PERKAWINAN BEDA AGAMA PERSPEKTIF HUKUM ISLAM

Abstract

Terjadinya perbedaan pendapat di kalangan ulama tentang pernikahan beda agama karena perbedaan penafsiran pengertian antara ahli kitab dengan musyrikin. Ada yang menyamakan antara ahli kitab dengan musyrik karena substansi perilaku ahli kitab itu sendiri. Dengan demikian, ketentuan hukum pernikahannya ada yang membolehkan dan ada juga yang mengharamkan. Pendekatan dalam memahami hukum (al-Qur’an), seperti nasikh mansuk, ithlaqul lafdzi dan sadz al-dzari’ah, takhsis dan ‘am, asbab an-nuzul ayat telah membawa ragam pendapat di kalangan ulama. Pendekatan ithlaqul lafdzi, melihat dari sisi kemutlakan lafadz ayat, sehingga ketika lafadz itu menunjuk kepada term tertentu, maka itulah yang dimaksud hukum oleh ayat tersebut. Pendekatan asbab al-nuzul ayat dalam konteks kebolehan pernikahan muslim dan muslimah dengan musyrik atau non muslim termasuk ahli kitab karena ayat yang turun itu ditujukan kepada kaum musyrik Arab bukan pada yang lainnya.

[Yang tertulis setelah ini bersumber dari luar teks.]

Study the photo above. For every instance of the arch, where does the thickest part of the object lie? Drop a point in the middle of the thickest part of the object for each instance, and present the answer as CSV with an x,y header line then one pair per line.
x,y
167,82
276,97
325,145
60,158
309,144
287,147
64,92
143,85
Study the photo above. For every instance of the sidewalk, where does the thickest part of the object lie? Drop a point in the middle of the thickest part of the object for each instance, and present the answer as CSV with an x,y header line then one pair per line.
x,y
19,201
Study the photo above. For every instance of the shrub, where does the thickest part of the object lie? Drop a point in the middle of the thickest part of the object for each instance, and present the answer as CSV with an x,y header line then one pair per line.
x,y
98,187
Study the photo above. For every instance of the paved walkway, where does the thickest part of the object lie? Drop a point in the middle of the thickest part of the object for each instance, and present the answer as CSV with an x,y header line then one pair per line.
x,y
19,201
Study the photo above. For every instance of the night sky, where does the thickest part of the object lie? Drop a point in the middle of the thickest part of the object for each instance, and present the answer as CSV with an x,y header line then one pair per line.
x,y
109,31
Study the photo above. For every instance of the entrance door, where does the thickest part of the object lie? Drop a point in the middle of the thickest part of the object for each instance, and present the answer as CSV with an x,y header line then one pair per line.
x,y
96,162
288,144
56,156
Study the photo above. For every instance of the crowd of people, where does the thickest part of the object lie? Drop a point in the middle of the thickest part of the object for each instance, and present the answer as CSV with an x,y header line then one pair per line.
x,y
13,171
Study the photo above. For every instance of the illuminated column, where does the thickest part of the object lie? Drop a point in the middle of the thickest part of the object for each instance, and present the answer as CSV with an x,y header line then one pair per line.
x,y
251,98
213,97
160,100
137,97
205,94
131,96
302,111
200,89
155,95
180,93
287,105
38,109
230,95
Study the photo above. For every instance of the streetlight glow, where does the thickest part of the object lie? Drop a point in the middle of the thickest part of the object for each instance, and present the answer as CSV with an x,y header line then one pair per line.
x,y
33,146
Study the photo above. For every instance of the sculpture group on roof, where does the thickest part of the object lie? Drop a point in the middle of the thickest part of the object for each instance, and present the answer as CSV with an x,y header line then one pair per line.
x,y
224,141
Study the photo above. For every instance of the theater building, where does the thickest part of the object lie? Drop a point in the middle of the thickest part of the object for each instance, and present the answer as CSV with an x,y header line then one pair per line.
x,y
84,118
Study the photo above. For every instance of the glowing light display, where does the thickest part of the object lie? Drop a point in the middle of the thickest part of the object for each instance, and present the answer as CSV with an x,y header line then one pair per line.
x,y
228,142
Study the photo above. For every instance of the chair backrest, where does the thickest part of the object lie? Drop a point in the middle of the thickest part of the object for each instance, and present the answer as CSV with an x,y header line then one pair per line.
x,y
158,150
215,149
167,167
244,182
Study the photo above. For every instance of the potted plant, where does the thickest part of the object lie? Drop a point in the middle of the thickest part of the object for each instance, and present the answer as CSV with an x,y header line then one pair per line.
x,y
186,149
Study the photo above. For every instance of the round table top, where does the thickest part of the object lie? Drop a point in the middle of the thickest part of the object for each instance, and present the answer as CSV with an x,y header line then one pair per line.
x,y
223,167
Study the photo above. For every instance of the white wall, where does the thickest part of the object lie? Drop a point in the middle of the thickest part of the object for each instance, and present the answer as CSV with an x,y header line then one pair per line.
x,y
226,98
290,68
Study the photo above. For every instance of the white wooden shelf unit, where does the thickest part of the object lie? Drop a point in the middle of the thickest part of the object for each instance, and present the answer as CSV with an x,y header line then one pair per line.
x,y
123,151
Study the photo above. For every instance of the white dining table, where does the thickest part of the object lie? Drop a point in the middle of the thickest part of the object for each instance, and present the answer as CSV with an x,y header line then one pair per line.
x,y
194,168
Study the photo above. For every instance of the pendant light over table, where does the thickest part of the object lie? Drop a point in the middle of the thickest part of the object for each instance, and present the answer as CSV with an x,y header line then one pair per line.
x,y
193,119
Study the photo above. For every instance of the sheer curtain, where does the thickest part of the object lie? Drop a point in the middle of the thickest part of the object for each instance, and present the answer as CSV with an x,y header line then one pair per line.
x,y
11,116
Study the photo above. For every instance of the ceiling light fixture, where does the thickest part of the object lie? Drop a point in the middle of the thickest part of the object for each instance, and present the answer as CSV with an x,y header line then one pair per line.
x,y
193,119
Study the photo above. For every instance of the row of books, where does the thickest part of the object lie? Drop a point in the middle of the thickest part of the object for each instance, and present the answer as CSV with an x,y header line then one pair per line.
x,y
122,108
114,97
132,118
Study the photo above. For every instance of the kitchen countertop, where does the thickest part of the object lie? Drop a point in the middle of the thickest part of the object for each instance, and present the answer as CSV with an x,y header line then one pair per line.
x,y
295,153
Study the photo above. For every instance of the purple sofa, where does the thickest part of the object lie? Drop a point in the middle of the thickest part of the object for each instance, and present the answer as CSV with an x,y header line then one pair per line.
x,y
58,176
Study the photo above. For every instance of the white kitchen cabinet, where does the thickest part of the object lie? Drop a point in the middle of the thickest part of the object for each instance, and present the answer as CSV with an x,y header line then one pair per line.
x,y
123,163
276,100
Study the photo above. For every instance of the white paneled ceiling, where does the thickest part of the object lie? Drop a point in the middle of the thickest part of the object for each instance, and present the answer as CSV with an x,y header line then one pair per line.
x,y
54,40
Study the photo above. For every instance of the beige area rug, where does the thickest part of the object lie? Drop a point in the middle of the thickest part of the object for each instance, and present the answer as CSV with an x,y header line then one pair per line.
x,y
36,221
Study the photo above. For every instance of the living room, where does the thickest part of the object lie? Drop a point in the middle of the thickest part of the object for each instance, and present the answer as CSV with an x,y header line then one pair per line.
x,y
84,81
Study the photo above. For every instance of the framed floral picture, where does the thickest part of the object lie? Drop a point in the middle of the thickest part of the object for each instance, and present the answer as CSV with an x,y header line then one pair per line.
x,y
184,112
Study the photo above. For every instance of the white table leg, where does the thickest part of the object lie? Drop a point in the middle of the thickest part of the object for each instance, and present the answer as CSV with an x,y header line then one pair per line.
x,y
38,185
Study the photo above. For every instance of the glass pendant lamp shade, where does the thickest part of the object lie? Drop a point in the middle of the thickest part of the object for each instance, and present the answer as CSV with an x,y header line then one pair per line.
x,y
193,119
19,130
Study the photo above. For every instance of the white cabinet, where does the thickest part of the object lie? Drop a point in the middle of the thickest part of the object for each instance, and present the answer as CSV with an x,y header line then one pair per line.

Dengan demikian berlakulah ketentuan hukum khas, yaitu hukum itu berlaku sesuai dengan kekhususan sebab, bukan kepada keumuman lafadz. Artinya pengharaman perkawinan beda agama dengan non muslim tidak berlaku secara umum, hanya yang dituju oleh ayat dimaksud, sehingga menikah dengan non muslim selain bangsa Arab menjadi boleh. Demikian sebaliknya, keharaman itu terjadi karena pemberlakuan hukum ‘am dari ayat al-Qur’an, yaitu pelarangan secara umum tentang pernikahan beda agama.